Existem outras fontes como, por exemplo, a declaração unilateral da vontade, como é o caso da promessa de recompensa. A propósito, diz o art. 854 do CC, in verbis: "Aquele que, por anúncios públicos, se comprometer a recompensar, ou gratificar, a quem preencha certa condição, ou desempenhe certo serviço, contrai obrigação de cumprir o prometido". Essa declaração feita publicamente é um elemento que dá nascimento à obrigação.

Um ato ilícito, aquele que provém de uma ação ou omissão culposa ou dolosa do agente, e que causa dano à vítima, também constitui fonte de obrigações.

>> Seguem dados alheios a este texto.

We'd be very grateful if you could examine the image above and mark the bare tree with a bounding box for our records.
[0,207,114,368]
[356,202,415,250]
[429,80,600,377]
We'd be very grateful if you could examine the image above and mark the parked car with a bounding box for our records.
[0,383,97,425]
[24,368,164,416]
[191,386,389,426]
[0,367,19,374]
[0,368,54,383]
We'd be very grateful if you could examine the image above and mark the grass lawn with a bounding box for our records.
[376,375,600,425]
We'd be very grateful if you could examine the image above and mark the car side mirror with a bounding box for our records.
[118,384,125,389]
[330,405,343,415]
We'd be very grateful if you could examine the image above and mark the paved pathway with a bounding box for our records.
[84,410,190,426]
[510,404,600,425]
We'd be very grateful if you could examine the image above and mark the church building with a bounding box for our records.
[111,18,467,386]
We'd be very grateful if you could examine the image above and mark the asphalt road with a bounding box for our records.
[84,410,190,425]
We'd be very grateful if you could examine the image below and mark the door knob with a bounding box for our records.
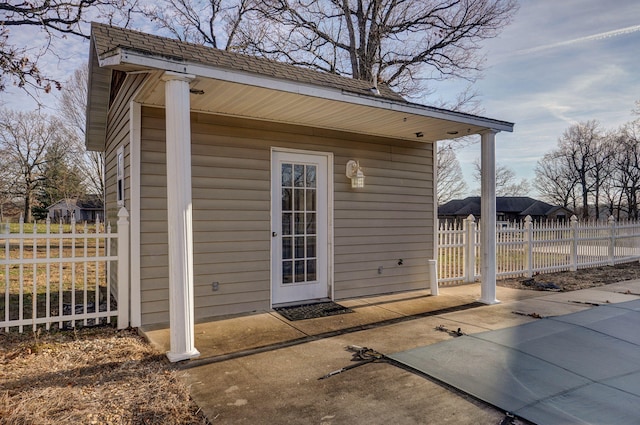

Por isso, para Maria Helena Diniz, a fonte das obrigações "é o fato jurídico, uma vez que o fato jurídico lato sensu é o elemento que dá origem aos direitos subjetivos, dentre eles os obrigacionais, impulsionando a criação da relação jurídica e concretizando as normas de direito".2

A fonte das obrigações, portanto, é o comportamento humano e aí encontramos especialmente os contratos, as declarações unilaterais da vontade e os atos ilícitos. Portanto, três são as fontes das obrigações: contratos, declarações unilaterais da vontade e atos ilícitos.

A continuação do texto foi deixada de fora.